John 6 51 – 58
Jesus said to the Jews. I’m telling you the most solemn and sober truth now: Whoever believes in me has real life, eternal life. I am the Bread of Life. Your ancestors ate the manna bread in the desert and died. But now here is Bread that truly comes down out of heaven. Anyone eating this Bread will not die, ever. I am the Bread – living Bread! – who came down out of heaven. Anyone who eats this Bread will live—and forever! The Bread that I present to the world so that it can eat and live is myself, this flesh-and-blood self.”
At this, the Jews started fighting among themselves: “How can this man serve up his flesh for a meal?”

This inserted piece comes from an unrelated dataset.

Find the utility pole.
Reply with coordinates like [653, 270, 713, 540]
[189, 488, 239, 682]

But Jesus didn’t give an inch. “Only insofar as you
eat and drink flesh and blood, the flesh and blood of the Son of Man, do you have life within you. The one who brings a hearty appetite to this eating and drinking has eternal life and will be fit and ready for the Final Day. My flesh is real food and my blood is real drink. By eating my flesh and drinking my blood you enter into me and I into you. In the same way that the fully alive Father sent me here and I live because of him, so the one who makes a meal of me lives because of me. This is the Bread from heaven. Your ancestors ate bread and later died.

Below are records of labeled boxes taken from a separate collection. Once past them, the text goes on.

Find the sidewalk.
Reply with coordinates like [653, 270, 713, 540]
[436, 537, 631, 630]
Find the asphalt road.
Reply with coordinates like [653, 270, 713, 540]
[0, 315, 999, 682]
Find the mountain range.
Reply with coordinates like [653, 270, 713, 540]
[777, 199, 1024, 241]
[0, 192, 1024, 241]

Whoever eats this Bread will live always”.
Gospel Reflection
The Eucharist of the Resurrection would have been easily explained as a food for the spirit; for the intangible; an optional extra in an age of reason. Jesus is not just spirit but flesh and blood. He knows what hunger is like; he knows the gnawing longing that fills the flesh and the mind and the imagination. When you are hungry, really hungry, then all you can do is think, feel, remember, and desire nothing else than food; beyond reason.
This is how hungry our desire should be for God; physical, emotional, spiritual; unable to be satisfied by anything other than God.
In the Eucharist, Jesus feeds all of us with all that he is –‘this is God’s body, this is God’s blood’ – it is for you to question whether it is true – ‘it is your faith that will save you’.